Manuel Pinho nega favorecimento da EDP e pede investigação

Ex-ministro alega que o seu nome "foi envolvido de forma desagradável e injusta"

O ex-ministro Manuel Pinho, envolvido no processo em torno da EDP, diz que não foi favorecido pela empresa, que esta investigação deve ser levada "até às últimas consequências" e manifesta-se disponível para os esclarecimentos necessários.

Num artigo hoje publicado no jornal Público, Manuel Pinho diz-se "o maior interessado em colaborar na investigação", alegando que o seu nome "foi envolvido de forma desagradável e injusta", e diz já ter solicitado ao primeiro-ministro prestar declarações no parlamento "se ele assim o entender".

O inquérito, de acordo com o Departamento Central de Investigação e Ação Penal (DCIAP), tem como objeto "a investigação de factos subsequentes ao processo legislativo, bem como aos procedimentos administrativos relativos à introdução no setor elétrico nacional dos Custos para Manutenção do Equilíbrio Contratual (CMEC)". Segundo o O Jornal Económico, Pinho será ouvido até 15 de julho, antes das férias judiciais.

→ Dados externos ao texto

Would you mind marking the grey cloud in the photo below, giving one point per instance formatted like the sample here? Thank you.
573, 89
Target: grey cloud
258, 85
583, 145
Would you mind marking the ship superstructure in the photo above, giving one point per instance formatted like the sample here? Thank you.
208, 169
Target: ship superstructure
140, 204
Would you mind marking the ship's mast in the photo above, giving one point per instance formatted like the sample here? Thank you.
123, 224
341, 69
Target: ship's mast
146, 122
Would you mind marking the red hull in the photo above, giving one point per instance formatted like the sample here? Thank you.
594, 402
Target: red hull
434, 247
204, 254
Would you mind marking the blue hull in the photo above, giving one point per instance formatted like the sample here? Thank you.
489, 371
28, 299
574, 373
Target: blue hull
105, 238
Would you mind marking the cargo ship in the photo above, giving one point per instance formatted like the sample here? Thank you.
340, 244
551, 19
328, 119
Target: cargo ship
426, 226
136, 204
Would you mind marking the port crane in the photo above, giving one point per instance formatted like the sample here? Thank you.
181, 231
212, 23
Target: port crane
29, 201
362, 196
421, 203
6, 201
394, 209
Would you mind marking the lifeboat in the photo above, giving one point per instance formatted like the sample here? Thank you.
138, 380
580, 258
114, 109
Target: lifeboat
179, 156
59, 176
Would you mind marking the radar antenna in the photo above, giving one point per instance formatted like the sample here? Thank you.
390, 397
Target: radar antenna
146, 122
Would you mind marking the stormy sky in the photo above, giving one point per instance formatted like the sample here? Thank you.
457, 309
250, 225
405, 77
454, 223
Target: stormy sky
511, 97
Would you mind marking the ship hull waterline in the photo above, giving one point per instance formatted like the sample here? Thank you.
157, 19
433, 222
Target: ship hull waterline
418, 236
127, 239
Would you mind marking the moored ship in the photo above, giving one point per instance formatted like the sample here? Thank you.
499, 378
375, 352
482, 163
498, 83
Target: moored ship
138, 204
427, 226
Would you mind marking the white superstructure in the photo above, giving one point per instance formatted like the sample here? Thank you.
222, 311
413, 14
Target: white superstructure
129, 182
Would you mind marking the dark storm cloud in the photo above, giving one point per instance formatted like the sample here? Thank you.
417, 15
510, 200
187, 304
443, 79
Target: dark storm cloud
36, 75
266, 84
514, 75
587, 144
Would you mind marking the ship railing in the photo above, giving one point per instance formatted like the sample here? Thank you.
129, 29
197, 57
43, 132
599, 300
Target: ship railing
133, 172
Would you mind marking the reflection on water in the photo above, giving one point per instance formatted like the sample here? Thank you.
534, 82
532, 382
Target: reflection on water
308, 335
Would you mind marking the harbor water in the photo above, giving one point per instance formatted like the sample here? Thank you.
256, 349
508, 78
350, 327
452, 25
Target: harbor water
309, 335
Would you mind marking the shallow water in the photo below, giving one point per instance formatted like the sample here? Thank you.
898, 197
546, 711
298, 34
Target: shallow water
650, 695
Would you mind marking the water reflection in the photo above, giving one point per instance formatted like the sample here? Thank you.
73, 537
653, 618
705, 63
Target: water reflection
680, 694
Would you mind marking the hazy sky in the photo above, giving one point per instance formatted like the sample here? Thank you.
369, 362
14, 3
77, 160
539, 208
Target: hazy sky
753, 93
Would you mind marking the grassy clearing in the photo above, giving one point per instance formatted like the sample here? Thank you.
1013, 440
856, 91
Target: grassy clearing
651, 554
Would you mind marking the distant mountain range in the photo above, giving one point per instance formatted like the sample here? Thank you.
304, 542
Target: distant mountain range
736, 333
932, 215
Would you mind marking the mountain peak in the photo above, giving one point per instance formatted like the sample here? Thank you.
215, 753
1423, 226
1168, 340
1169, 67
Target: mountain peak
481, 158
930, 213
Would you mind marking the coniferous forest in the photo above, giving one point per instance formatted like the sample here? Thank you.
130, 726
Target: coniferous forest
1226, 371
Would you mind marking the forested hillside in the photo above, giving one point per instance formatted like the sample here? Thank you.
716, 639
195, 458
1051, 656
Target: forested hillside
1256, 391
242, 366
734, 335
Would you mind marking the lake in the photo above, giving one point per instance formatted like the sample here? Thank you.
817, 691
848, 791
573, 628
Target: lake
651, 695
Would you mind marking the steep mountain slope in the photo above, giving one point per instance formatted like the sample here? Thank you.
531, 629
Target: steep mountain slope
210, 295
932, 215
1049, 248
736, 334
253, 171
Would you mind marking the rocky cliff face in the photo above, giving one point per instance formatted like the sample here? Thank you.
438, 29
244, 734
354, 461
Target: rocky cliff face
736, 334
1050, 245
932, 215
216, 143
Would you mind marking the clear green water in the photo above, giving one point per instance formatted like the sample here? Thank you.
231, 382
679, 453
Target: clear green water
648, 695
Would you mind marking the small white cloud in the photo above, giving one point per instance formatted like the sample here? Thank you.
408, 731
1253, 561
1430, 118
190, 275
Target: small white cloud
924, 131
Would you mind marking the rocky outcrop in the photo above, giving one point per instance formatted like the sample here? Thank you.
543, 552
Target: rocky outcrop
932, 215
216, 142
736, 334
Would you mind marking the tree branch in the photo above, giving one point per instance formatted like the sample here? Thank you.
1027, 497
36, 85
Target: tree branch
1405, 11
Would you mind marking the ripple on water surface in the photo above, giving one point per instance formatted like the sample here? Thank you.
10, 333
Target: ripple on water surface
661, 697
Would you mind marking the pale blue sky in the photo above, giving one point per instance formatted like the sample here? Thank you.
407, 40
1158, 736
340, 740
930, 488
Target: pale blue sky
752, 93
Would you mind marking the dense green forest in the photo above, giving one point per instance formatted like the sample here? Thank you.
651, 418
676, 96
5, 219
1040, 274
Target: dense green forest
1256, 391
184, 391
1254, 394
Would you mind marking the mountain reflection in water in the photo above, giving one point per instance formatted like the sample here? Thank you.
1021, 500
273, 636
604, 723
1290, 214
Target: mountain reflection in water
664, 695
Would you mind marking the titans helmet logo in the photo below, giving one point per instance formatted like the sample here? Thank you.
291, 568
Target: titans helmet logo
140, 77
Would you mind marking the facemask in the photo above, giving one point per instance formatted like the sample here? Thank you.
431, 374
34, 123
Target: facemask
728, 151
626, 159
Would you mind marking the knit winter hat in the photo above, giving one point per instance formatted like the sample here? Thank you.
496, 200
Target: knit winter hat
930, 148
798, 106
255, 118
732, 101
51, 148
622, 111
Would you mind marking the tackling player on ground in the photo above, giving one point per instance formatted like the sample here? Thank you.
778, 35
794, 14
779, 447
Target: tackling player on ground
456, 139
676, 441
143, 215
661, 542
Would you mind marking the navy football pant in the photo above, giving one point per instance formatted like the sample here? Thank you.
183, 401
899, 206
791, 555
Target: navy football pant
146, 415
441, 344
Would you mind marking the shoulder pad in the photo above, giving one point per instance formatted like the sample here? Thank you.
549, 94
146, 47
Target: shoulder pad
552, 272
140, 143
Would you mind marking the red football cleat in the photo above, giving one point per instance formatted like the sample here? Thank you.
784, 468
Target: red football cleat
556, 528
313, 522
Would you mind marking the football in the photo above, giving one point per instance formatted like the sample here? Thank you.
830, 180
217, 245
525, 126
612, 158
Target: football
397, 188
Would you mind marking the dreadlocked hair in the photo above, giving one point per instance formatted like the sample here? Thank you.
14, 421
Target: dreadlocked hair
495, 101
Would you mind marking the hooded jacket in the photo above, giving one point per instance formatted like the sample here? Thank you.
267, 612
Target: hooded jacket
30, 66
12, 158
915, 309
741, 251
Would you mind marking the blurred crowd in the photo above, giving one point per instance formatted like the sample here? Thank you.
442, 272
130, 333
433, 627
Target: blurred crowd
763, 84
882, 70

"O meu nome foi envolvido neste inquérito, segundo compreendo, inventando-se uma cátedra de três milhões criada ao abrigo de um protocolo com a Universidade de Columbia, celebrado no final de 2009. Não beneficio, nem beneficiei, de nenhuma cátedra de três milhões paga pela EDP", escreve Manuel Pinho no Público.

O ex-ministro da Economia recorda que a Universidade de Columbia "já emitiu um comunicado dizendo que tinha tido um programa com a EDP num valor de cerca de um milhão de euros para quatro anos", em que estiveram envolvidos "muitos professores e alunos e foram patrocinados projetos de investigação e ciclos de conferências".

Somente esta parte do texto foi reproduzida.